Closed tiif closed 1 month ago
Adding VClock to the epoll ready_list fixes the tokio reproducer.
Awesome. :) Nice job identifying which part of the non-determinism is the culprit here.
For the PR, I was asked to include the test case described above. I could use some help in figuring out how to get the test either run or compiled. When I try to run it, it won't compile but maybe there is a different way the test should be run?
I tried
./miri test libc-epoll-blocking
but that fails because the test harness says the function didn't compile and it shows a reasonable compiler error:
--- tests/pass-dep/libc/libc-epoll-blocking.stderr
+++ <stderr output>
+error: creating a shared reference to mutable static is discouraged
+ --> tests/pass-dep/libc/libc-epoll-blocking.rs:LL:CC
+ |
+LL | unsafe { assert_eq!(VAL, 1) };
+ | ^^^ shared reference to mutable static
+ |
+ = note: for more information, see <https://doc.rust-lang.org/nightly/edition-guide/rust-2024/static-mut-references.html>
+ = note: shared references to mutable statics are dangerous; it's undefined behavior if the static is mutated or if a mutable reference is created for it while the shared reference lives
+ = note: `-D static-mut-refs` implied by `-D warnings`
+ = help: to override `-D warnings` add `#[allow(static_mut_refs)]`
+
+error: miri cannot be run on programs that fail compilation
+
+error: aborting due to 2 previous errors
+
Follow-up question. I found another way to run the test so now it's just a warning but then an assertion fails.

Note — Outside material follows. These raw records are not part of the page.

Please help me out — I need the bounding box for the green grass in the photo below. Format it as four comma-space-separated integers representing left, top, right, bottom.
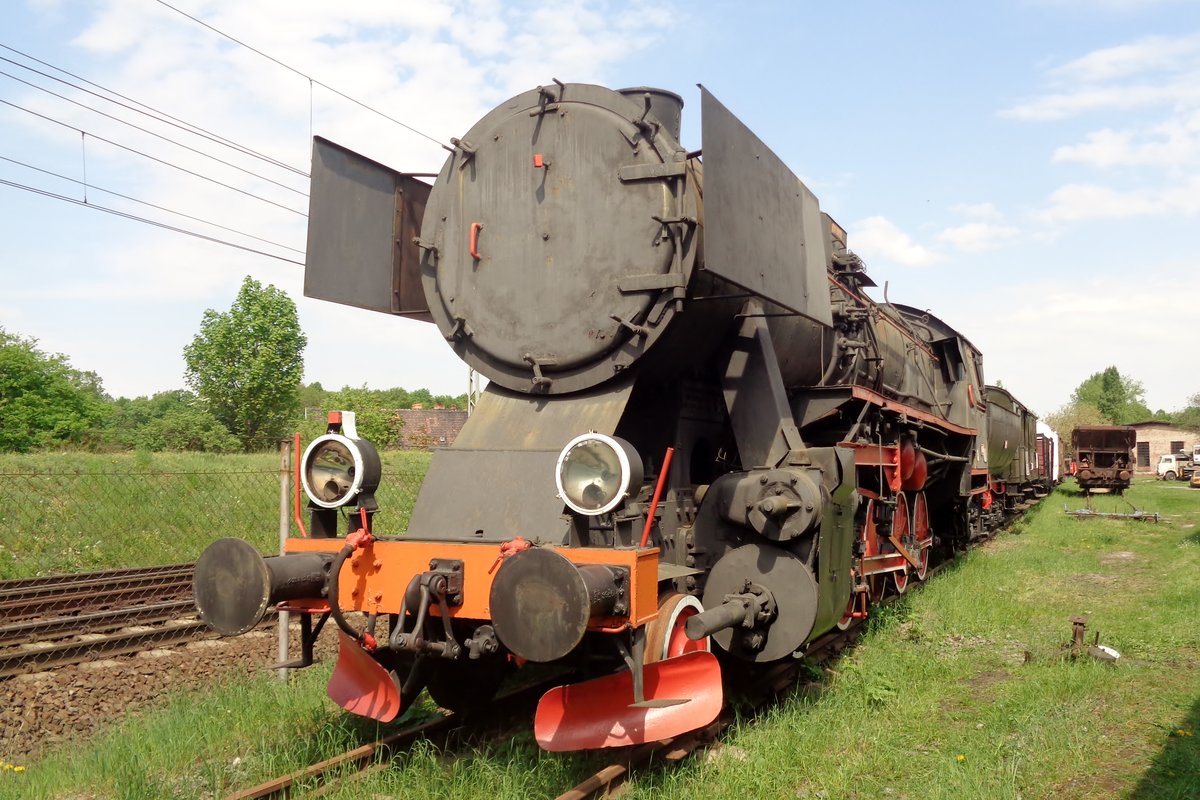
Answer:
0, 481, 1200, 800
0, 451, 430, 581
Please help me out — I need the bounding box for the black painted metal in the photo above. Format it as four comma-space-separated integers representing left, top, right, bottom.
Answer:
700, 86, 833, 325
304, 137, 432, 321
192, 537, 329, 636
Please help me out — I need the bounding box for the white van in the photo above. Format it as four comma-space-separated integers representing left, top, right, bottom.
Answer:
1158, 453, 1193, 481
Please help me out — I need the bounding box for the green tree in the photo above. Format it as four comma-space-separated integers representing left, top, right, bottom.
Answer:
184, 276, 308, 450
1168, 392, 1200, 431
1060, 367, 1153, 422
0, 327, 104, 452
325, 385, 404, 450
1045, 401, 1109, 452
134, 405, 241, 452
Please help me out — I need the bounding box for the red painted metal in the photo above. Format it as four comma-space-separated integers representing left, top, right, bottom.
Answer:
325, 631, 404, 722
468, 222, 484, 261
533, 652, 725, 752
900, 451, 929, 492
638, 447, 674, 547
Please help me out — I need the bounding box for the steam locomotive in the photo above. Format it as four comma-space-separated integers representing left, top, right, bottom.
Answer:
196, 80, 1038, 751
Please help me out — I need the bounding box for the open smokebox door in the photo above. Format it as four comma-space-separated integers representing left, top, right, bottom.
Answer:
304, 137, 433, 323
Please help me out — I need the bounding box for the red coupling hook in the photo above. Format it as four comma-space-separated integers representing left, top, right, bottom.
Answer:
487, 536, 533, 575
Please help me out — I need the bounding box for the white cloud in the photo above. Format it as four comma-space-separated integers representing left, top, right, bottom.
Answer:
1000, 82, 1200, 122
937, 222, 1021, 253
847, 217, 941, 266
1034, 175, 1200, 223
1001, 34, 1200, 224
950, 203, 1003, 222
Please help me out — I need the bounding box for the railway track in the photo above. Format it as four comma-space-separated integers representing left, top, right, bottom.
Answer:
0, 564, 194, 624
0, 564, 208, 679
224, 674, 563, 800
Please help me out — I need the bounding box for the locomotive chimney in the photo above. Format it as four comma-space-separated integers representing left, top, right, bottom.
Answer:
617, 86, 683, 142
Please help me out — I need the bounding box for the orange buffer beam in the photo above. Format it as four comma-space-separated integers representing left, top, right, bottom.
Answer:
286, 539, 659, 628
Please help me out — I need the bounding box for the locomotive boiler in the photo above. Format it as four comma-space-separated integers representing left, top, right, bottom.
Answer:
196, 82, 1032, 750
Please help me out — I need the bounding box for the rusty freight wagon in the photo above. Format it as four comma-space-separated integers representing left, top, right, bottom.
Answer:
1072, 425, 1138, 494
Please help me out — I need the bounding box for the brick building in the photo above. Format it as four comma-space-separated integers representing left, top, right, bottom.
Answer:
396, 403, 467, 450
1130, 421, 1200, 473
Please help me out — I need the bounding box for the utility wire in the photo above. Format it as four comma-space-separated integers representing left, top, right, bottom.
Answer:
0, 42, 308, 178
0, 70, 308, 197
0, 179, 304, 266
0, 156, 305, 255
0, 98, 308, 217
157, 0, 446, 148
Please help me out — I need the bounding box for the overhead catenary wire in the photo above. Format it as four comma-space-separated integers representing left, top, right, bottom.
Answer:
0, 98, 308, 217
0, 179, 305, 266
0, 70, 308, 197
0, 42, 308, 178
0, 156, 305, 255
156, 0, 446, 148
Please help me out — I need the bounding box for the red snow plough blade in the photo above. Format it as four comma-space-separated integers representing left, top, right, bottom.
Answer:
325, 631, 404, 722
533, 651, 725, 752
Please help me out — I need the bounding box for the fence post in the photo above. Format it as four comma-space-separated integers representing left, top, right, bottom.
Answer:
278, 439, 292, 682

$ ./miri run --dep tests/pass-dep/libc/libc-epoll-blocking.rs
warning: creating a shared reference to mutable static is discouraged
--> tests/pass-dep/libc/libc-epoll-blocking.rs:173:25
|
173 | unsafe { assert_eq!(VAL, 1) };
| ^^^ shared reference to mutable static
|
= note: for more information, see <https://doc.rust-lang.org/nightly/edition-guide/rust-2024/static-mut-references.html>
= note: shared references to mutable statics are dangerous; it's undefined behavior if the static is mutated or if a mutable reference is created for it while the shared reference lives
= note: `#[warn(static_mut_refs)]` on by default
thread 'main' panicked at tests/pass-dep/libc/libc-epoll-blocking.rs:171:5:
assertion `left == right` failed: got wrong events
left: 4
right: 5
and here you can see what line 171 in that file is:
142 // This test shows a data_race before epoll had vector clocks added.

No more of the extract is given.